We’re actively investing in green technology and aligning our strategies to reduce emissions. Our joint commitment to the environment drives us to leverage every opportunity to enhance the sustainability of our services each day.

Radhika: Collaboration is driven by individuals like Christof, Joep and yours truly, who are catalysts for change.

Our collaboration began as an exchange of ideas within a committee, although Christof and I prefer more innovative approaches than traditional committees. Our shared belief in knowledge exchange has been instrumental.

Sustainability workshops are crucial, especially when focusing on sustainable mobility and initiatives like hydrogen. These workshops require experts from different transportation sectors. Christof’s marketing expertise adds valuable insights into sustainability networks, bridging the gap between marketing and supply chain logistics.

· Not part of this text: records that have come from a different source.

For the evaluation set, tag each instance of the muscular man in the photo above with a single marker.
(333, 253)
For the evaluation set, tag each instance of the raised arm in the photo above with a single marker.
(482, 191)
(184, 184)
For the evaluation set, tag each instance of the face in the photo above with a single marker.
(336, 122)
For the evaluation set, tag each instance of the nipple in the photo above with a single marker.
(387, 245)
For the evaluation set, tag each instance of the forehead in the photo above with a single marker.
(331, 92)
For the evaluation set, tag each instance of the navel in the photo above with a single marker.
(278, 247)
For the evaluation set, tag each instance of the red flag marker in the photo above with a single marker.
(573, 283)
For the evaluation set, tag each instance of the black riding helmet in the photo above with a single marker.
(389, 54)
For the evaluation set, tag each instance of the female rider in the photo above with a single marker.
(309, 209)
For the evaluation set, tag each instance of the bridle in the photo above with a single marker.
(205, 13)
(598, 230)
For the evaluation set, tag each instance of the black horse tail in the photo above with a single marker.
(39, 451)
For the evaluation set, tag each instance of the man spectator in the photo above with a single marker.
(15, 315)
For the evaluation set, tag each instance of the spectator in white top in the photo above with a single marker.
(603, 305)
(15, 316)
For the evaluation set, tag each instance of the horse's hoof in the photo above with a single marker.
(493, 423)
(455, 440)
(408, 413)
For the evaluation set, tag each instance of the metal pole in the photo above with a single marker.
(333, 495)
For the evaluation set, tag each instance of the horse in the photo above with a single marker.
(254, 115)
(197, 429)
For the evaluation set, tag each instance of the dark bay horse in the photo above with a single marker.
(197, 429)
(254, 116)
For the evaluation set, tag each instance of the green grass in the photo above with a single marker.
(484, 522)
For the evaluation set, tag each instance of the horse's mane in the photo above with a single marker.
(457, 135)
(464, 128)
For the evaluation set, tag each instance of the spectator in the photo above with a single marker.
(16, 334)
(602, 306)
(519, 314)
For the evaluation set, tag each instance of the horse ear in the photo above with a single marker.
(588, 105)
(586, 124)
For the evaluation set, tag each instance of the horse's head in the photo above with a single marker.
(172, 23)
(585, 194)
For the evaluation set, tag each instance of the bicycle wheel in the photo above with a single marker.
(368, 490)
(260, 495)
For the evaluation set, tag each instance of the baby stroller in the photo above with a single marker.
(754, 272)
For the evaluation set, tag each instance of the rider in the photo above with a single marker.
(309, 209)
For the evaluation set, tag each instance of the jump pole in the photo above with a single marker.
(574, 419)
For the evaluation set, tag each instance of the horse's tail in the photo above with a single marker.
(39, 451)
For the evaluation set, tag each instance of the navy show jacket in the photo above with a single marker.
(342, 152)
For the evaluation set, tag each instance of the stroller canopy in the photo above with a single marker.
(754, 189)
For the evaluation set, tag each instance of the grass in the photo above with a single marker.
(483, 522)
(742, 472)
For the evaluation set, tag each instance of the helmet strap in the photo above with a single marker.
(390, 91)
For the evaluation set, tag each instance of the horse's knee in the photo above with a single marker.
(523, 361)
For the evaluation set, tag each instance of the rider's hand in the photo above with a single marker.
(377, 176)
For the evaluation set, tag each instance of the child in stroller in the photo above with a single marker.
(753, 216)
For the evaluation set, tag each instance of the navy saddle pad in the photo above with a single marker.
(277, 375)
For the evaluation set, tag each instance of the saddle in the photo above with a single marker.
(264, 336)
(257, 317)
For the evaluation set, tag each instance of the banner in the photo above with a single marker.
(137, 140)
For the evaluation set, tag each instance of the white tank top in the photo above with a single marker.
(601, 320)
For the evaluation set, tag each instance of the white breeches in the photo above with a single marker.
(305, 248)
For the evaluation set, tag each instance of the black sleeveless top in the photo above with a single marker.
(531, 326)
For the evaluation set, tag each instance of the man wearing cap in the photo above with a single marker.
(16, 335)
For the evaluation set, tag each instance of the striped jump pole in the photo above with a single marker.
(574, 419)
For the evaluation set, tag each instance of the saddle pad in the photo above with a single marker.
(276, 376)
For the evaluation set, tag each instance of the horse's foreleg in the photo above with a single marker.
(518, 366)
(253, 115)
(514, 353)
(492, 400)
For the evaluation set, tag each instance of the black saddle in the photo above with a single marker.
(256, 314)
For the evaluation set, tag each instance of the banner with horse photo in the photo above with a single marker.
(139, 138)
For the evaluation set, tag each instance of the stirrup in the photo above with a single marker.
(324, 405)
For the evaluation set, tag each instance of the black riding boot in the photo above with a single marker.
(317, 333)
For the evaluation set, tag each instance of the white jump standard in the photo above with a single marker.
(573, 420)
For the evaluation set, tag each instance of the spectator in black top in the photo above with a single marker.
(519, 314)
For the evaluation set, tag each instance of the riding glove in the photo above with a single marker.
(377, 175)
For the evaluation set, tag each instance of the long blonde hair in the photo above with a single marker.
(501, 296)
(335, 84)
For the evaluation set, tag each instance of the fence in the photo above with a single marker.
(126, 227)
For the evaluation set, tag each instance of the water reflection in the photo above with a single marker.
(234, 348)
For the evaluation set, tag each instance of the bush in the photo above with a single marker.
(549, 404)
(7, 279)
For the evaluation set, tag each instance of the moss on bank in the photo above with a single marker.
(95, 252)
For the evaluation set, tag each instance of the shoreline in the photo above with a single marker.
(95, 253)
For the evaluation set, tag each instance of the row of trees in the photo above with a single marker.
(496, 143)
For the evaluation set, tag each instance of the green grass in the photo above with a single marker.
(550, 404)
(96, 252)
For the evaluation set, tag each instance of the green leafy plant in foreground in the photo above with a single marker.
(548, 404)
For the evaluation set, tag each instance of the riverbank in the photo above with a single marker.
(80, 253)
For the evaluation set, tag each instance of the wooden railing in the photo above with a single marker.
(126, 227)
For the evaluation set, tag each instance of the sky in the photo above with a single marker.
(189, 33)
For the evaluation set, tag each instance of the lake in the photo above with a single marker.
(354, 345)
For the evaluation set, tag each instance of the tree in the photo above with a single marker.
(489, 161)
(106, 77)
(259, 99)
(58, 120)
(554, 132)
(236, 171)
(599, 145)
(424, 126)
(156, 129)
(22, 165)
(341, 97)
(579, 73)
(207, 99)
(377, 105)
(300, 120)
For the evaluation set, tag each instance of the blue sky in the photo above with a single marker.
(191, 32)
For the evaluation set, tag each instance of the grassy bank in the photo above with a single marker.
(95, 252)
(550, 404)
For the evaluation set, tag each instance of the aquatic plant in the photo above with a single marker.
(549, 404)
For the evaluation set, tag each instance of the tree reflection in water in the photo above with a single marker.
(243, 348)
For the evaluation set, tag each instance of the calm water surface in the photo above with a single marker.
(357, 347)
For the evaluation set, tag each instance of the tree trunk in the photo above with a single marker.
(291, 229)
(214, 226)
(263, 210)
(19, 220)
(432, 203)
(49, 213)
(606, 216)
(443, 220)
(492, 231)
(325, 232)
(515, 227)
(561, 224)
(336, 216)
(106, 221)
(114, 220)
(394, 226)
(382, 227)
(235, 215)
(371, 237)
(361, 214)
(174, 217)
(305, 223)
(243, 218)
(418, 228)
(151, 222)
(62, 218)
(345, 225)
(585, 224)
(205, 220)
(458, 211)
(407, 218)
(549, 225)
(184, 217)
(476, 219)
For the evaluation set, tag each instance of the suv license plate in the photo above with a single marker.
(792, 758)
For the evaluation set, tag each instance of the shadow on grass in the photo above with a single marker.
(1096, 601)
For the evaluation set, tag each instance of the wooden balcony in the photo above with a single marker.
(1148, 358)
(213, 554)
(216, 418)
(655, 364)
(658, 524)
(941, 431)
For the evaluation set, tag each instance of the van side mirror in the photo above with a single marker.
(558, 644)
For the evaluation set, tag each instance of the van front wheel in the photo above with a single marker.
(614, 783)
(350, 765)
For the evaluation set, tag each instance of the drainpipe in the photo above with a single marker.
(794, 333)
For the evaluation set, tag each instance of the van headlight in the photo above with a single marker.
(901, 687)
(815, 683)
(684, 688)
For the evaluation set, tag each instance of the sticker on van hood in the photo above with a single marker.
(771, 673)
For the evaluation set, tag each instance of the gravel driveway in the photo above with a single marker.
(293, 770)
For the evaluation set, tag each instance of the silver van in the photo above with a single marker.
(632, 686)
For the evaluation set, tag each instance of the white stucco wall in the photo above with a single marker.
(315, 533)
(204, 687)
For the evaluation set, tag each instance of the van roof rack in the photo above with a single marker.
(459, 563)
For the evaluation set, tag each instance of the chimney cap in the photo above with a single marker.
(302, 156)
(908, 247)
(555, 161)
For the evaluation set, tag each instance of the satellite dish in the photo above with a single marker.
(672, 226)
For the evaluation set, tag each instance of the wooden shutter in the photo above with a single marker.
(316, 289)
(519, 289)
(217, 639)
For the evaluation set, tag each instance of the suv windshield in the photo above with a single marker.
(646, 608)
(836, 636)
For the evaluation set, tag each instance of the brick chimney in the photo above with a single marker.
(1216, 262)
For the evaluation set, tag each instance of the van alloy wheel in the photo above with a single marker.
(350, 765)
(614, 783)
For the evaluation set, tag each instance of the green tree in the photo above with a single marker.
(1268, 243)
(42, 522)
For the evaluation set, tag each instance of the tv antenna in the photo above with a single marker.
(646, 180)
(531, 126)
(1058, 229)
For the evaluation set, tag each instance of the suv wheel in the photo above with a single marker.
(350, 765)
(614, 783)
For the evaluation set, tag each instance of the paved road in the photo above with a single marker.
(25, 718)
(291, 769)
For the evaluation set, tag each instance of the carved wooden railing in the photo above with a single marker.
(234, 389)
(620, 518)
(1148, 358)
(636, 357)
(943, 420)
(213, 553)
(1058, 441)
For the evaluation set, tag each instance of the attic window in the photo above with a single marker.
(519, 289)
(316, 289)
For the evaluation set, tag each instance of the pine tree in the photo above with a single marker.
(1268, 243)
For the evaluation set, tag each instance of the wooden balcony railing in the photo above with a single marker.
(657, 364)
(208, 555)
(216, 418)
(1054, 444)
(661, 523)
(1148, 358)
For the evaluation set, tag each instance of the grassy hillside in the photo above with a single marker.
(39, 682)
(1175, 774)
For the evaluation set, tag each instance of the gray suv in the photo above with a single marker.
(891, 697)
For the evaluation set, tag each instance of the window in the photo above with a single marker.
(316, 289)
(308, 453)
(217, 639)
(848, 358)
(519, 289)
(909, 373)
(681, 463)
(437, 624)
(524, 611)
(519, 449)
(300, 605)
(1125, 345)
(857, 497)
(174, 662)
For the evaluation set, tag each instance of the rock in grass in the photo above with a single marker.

The People’s Network plays a vital role in driving change, as seen in our customer sustainability workshops, with the next one scheduled for January 25, 2024. We present a unified voice and create initiatives that promote collaboration. We’re also planning to launch initiatives related to the Sustainable Development Goals (SDGs).

This exchange of knowledge and collaboration is essential for stakeholders to understand that when it comes to sustainability, both Coyote and UPS are reliable partners.

One noteworthy example of our collaboration is the rapid launch of the digital business card initiative, driven by Christof’s initiative. It was implemented within two weeks and rolled out to UPS SCS. Another success this year was the UPS SCS’ Sustainability Snacks newsletter, in which Christof was involved as well.

In essence, it’s about industry change-makers coming together, and hosting them in our workshops enriches our knowledge and expertise.

Thank you for your time and for this insightful and inspiring conversation.